No entanto, a criatura um dia ganha corpo, se proclama autônoma e passa a dominar o criador. Assim, o pensamento, que era uma estratégia contra o mundo (“os signos se manifestam antes de tudo como assassinos das coisas”), se transforma em uma nova substância opressora; seus produtos, como as idéias abstratas de direito, igualdade, liberdade, etc., passam a governar. Quer dizer, o adolescente deixa de falar e passa a ser falado pela linguagem. Todavia o cenário de Stirner não se encerra aí: um outro ser surge desse adolescente aprisionado na própria astúcia: o adulto.

O adulto como que goza do legado da criança e do adolescente; já não se submete às coisas nem às idéias. Ele sabe que o filme do mundo só tem sentido porque seu corpo é o aparelho cognitivo capaz de apreendê-lo. Também sabe que a produção desse aparelho cognitivo é sua propriedade, é secreção de seu corpo. Algo interessante a ser notado nesse modelo de Stirner é que ele descreve a biografia do indivíduo aparentemente do ponto de vista cognitivo, e para Marx esse modelo reproduz a querela da teoria do conhecimento: realismo e idealismo.

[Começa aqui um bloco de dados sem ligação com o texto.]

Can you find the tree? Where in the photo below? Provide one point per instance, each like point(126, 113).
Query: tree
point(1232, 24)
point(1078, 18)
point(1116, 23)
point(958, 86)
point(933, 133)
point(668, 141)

Agora, essa estrutura da biografia do sujeito em Stirner também se aplica à história humana. Para Stirner, os antigos, como as crianças, viviam no realismo, submetidos à lógica das coisas. Os modernos (os adolescentes) viviam governados pelo mundo das idéias, pela noosfera chardiniana. É com o pós-moderno que o “egoísmo” se instala e assim o homem pode viver o paraíso no próprio corpo.

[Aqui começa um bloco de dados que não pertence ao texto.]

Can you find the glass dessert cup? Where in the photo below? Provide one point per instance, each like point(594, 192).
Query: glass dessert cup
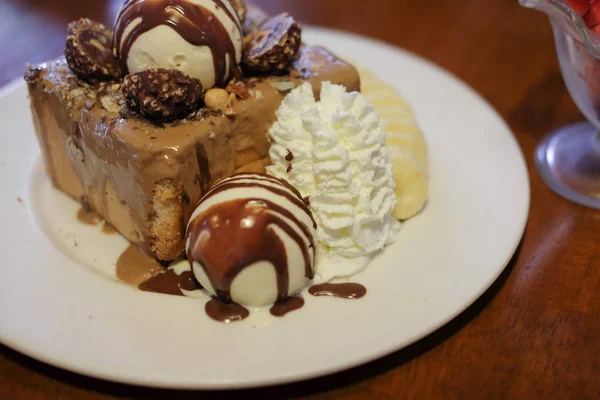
point(568, 159)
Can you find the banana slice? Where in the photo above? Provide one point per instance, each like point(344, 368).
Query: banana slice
point(411, 183)
point(406, 144)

Como já foi salientado que na narrativa de Crisóstomo existe o superego de Stirner, quer dizer Marx, nada mais justo escutá-lo também. Parece que, no “mito” criado por Stirner, o que mais irrita Marx é a idéia de um mundo das representações autônomo, mundo esse que operaria sobre os indivíduos, que os submeteria, que não seria um mero reflexo das coisas naturais ou sociais. Essa autonomia do simbólico para Marx não passava de um hegelianismo empobrecido. Conseqüentemente, a proposta de Stirner de derrubada do “ideal” como forma de autonomia do homem adulto seria para Marx a de uma luta contra moinhos de vento. Toda essa vegetação de signos, símbolos e imagens, do ponto de vista de Marx, estava muito bem plantada no real. Formas específicas de sistemas produtivos proporcionariam o surgimento das estruturas de representações convenientes ao seu funcionamento.

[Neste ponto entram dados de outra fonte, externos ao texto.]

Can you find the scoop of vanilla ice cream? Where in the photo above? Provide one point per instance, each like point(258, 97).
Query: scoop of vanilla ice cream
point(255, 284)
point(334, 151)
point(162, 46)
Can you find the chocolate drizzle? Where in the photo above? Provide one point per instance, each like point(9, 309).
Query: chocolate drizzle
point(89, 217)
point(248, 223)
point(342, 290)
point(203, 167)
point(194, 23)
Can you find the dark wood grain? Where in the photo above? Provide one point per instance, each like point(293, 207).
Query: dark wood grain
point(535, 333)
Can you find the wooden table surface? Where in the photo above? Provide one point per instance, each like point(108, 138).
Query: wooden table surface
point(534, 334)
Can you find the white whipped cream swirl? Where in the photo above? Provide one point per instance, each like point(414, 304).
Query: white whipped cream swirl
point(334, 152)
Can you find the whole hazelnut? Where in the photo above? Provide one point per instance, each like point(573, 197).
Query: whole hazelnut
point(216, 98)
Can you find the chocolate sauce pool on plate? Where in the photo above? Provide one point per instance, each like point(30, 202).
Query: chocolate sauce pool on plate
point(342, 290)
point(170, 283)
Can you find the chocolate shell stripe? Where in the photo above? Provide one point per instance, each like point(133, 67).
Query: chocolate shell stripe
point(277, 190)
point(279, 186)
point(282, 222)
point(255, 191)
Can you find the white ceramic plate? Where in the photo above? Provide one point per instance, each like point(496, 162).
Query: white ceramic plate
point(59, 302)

Na questão da autonomia das representações, parece que Stirner tinha razão. O pensamento contemporâneo acentuou bastante a chamada “eficácia do simbólico”. As representações, segundo esse ponto de vista, terminaram adquirindo um caráter de substância, e não de mera fantasmagoria. Assim, lutar contra o imaginário de uma sociedade não é lutar contra moinhos de vento.

Todavia, além das falas de Stirner e de Marx, o texto de Crisóstomo é habitado pela fala do próprio Crisóstomo, é óbvio. Na página 45, ele afirma que “sobre essa oposição essencial entre moralidade e autonomia pessoal, coisa que na realidade hegelianamente recusa, Marx nada tem a dizer, pelo menos aqui. Mas é precisamente essa a questão que Stirner está levantando”. Nesse comentário, talvez, esteja precisamente uma oposição fundamental entre Marx e Stirner. Para Marx, a sociedade era o essencial, os sujeitos só se constituíam no espaço social, a própria noção de consciência só é possível em Marx por via da linguagem, instrumento eminentemente social. Imaginar a oposição entre indivíduo e a sociedade seria assim uma mera quimera.

Ao contrário de Marx, Stirner está interessado no que ele “chama hipocrisia moderna, em que as pessoas hesitam entre querer livremente e querer moralmente”. Desse modo, a oposição entre o indivíduo e a sociedade tem cidadania no discurso de Stirner. O indivíduo não seria um mero efeito do tecido social, uma certa tensão entre o corpo singular e a substância do social é parte da visão de Stirner. Esse fato talvez autorize entender a oposição entre esses dois autores como uma oposição entre o público e o privado. É notória a dificuldade do pensamento marxista em lidar com o privado, a lógica desse discurso sempre foi a de submeter a esfera privada à pública. O livro de Crisóstomo mostra que essa dificuldade tem uma longa história.